First of all, let me say that “philosopher” can mean many things, and that cognitive science is an inter-disciplinary field where many of the key players hold that title jointly with other academic titles. There’s a difference between a contrarian philosopher like Dreyfus (and Searle, to some extent) and the rightly well-respected individuals you mention. The former seem to have major gaps in their understanding, whereas Putnam and Fodor and other key players have been closely associated with empirical research. Whether or not they’ve been “doing” science, they’ve definitely been synthesizing real science.
As for the idea that CTM is just airy-fairy philosophy not grounded in empirical science, I would suggest that, just for one example, the phenomenon of mental imagery has been among the most intensively investigated in experimental psychology. Page 3 of this paper on mental imagery, for example, highlights very significant differences between how we process mental images and the traditional pictorial paradigm favored by theorists like Kosslyn. The central question here is, do we process mental images in the same way as we process visual retinal images, or do we store and process them representationally, as computers do and as CTM would posit? The cited examples provide empirical support for computational-representational theories, which is about as close as we’re going to get to a resolution in the foreseeable future. In particular, the evidence contradicits the pictorial model, while support for CTM-like representationalism is strong, reinforcing the point Fodor made in my previous quote about the explanatory power of CTM.
This is true, but “there have always been metaphors” is an argumentative fallacy. It’s not a refutation of the CTM argument that “computation must not be viewed as just a convenient metaphor for mental activity, but as a literal empirical hypothesis”.

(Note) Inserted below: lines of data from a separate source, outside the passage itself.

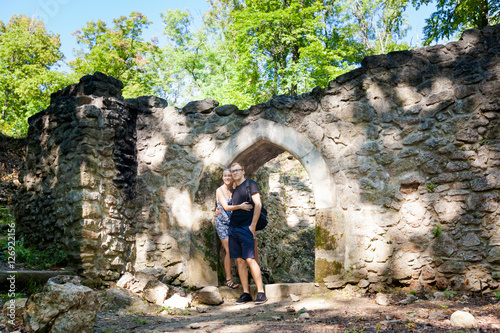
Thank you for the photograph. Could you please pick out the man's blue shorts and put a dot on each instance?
(241, 243)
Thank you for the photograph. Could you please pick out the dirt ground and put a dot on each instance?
(336, 311)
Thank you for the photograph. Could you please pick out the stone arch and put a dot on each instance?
(250, 143)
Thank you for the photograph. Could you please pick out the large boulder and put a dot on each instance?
(63, 305)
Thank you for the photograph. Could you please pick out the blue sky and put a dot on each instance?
(66, 16)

Aside from the rather significant point that I never made that claim, my only point there was against the claim the uploading the mind to a computer was impossible, or whatever the exact words were in the claim. If one can truly declare something to be impossible, rather than just difficult or not presently technologically achievable, then one must be able to state the theoretical grounds for the claim. The present situation is that we just don’t know, but from an information theory perspective it’s at least plausible. Which is a very far cry from “impossible”.